Accountability and the Web

Trudeau Metre (sic, see note) is a new website that aims to hold Prime Minister Justin Trudeau to his numerous promises. This website can be crowd-supported, like Wikipedia is, and can be updated in real time.

The Web is turning out to be one of the greatest innovations in terms of ensuring accountability for our elected officials. I hope innovations will continue, and people will find more and more creative uses of the Web to keep our government accountable for their promises.

Note: From my understanding a more accurate name for this website would be “Trudeau Meter”, with the -er spelling instead of the -re spelling, since even in Canadian English, a measurement device is named a “meter”.

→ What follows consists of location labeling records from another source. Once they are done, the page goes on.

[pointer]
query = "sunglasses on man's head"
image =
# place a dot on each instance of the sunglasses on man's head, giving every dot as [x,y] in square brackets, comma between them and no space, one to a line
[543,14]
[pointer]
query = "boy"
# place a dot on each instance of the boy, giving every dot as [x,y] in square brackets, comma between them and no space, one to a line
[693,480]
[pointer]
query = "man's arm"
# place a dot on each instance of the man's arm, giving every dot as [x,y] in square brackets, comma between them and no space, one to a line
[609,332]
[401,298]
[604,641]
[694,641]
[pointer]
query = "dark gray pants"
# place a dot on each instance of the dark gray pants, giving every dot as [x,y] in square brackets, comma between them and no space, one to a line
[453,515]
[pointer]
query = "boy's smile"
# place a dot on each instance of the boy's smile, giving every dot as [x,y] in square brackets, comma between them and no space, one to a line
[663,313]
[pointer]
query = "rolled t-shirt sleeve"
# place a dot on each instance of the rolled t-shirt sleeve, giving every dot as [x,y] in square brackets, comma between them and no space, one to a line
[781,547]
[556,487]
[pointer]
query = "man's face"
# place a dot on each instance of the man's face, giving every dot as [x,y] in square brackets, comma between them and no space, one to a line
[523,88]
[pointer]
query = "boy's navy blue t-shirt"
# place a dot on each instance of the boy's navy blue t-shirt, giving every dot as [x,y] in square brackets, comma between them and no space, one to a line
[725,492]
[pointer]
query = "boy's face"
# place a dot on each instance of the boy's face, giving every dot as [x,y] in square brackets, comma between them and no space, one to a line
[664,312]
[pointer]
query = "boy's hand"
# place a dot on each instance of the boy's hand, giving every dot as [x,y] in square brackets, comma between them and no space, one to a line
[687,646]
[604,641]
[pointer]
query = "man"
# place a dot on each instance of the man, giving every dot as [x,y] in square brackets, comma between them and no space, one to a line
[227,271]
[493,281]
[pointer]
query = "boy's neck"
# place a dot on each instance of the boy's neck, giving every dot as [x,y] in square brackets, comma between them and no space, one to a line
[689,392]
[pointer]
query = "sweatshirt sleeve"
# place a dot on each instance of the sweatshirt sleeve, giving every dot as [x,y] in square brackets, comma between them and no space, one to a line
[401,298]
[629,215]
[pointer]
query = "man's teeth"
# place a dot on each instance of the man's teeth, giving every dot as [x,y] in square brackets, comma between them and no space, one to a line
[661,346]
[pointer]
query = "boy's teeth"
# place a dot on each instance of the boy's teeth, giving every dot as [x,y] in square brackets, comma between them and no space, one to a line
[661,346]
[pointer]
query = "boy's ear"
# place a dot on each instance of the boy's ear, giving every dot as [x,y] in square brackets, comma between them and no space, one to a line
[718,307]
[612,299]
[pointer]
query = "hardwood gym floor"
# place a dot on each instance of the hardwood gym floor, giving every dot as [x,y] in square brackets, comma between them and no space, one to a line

Thoughts on the Trudeau Cabinet, Part 1

On November 4th, Canada’s 23rd Prime Minster was sworn in along with his cabinet. In total, there are 31 members of the cabinet. Here are some of my (not very scientific, and completely unfiltered) thoughts for the top 10 by precedence.

Justin Trudeau

Prime Minister. Young and inexperienced, but he may just be the one  that Canadians need to bring a real change.

Ralph Goodale

Public Safety and Emergency Preparedness. One of the veterans of the cabinet. He’s probably more conservative than the rest of the cabinet, but that will provide much-needed balance.

Lawrence MacAulay

Agriculture and Agri-Food. Agriculture and Agri-Food is important, but frankly he seems mostly like someone chosen just to have regional representation. After all, PEI only has four seats to choose from. However, he does have a lot of experience as an MP.

Stéphane Dion

Foreign Affairs. Probably the strongest member of cabinet. Dion was former leader of the Liberal Party, but he was not a very well-spoken leader, and so suffered in elections. However, he’s a smart and accomplished man, with a lot of experience.

John McCallum

Immigration, Refugees and Citizenship. He seems like a smart and accomplished man. He’s done a lot in academia and in industry. I don’t know how well his skills apply to immigration, but I trust he’ll be able to adapt.

Carolyn Bennett

Indigenous and Northern Affairs. I think it’s a PR problem that she isn’t from the North, or from a Western province with stronger indigenous presence. But I don’t think it’ll be a problem logistically, as she seems to be a very capable person.

Scott Brison

President of the Treasury Board. A Red Tory, having crossed over from the Progressive Conservative Party, I can see Brison being a fiscally moderate or right-wing voice from within the cabinet, and I think that’s a good thing.

Dominic LeBlanc

House Leader. I honestly think we could use fewer lawyers in government, and I don’t see what he has to bring to the table except regional representation.

Navdeep Bains

Innovation, Science and Economic Development. Personally, I preferred the shorter, less advertisement-like term: “Minister of Industry”. Regardless, he seems to have a decent number of accomplishments, and it’s good to see more first-generation Canadians represented in cabinet.

Bill Morneau

Finance. This is the big name, because his position is so important. He is very inexperienced in politics, but comes from business. I trust that his business expertise will help him do well at his job.